Frankie stood looking into the sky.  For when the old question came to her--the who she was and what she would be in the world, and why she was standing there that minute--when the old question came to her, she did not feel hurt and unanswered.  At last she knew just who she was and understood where she was going.  She loved her brother and the bride and she was a member of the wedding.  The three of them would go into the world and they would always be together.

Just as in Lonely Hunter, McCullers' ability to write from a child's perspective is really uncanny.  Frankie and Mick can be precocious at times, but they never seem like adults disguised in children's clothes.  In Member, McCullers gives Frankie a companion in six-year old John Henry, and their conversations are perfectly attuned, I think, to the way kids talk.  The triangular relationship between Frankie, John Henry, and their caretaker Berenice--one which Frankie is constantly trying to extricate herself from, and then returning to--is the heart of the novel.  I was really struck by these comments by Berenice on her ex-husbands, which serve as a warning to Frankie:

"Why, don't you see what I was doing?" asked Berenice.  "I loved Ludie and he was the first man I ever loved.  Therefore, I had to go and copy myself forever afterward.  What I did was to marry off little pieces of Ludie whenever I come across them.  It was just my misfortune they all turned out to be the wrong pieces... You and that wedding at Winter Hill," Berenice said finally.  "That is what I am warning about.  I can see right through them two gray eyes of yours like they was glass.  And what I see is the saddest piece of foolishness I ever knew."
Later on there's a really fantastic scene where Frankie, yearning to be older, hangs around a taproom until a drunken soldier asks her on a date.  She, however, does not know what drunkenness looks like, and interprets it as eccentricity.  This all leads to a very frightening scene in his hotel room which very nearly becomes a sexual assault; again, perhaps like the scene between Mick Kelly and Harry Minowitz at the lake in Lonely Hunter.  But here the danger and the fear are amplified, and make a stark contrast to the adult world of intimacy and companionship that Frankie thinks she will be able to enter at the wedding.

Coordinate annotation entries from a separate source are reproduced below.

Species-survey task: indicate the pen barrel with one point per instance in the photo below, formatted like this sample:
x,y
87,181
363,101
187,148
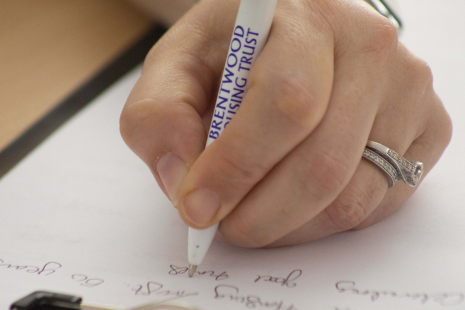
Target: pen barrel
x,y
250,33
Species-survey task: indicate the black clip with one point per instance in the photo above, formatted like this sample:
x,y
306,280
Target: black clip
x,y
42,300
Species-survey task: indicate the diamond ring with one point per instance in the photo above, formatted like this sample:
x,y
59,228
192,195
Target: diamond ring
x,y
395,166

We know, of course, that Berenice is right; Frankie will never be part of her brother's marriage in the way that she wants to be.  Yet when the moment comes, when we think we are prepared for the final sadness, McCullers finds a way to make the ending even more heartbreaking.  Despite being a third as long, The Member of the Wedding is nearly as moving and sad as The Heart is a Lonely Hunter, and seems to me like an author honing her most deeply held ideas, rather than an uninspired retread.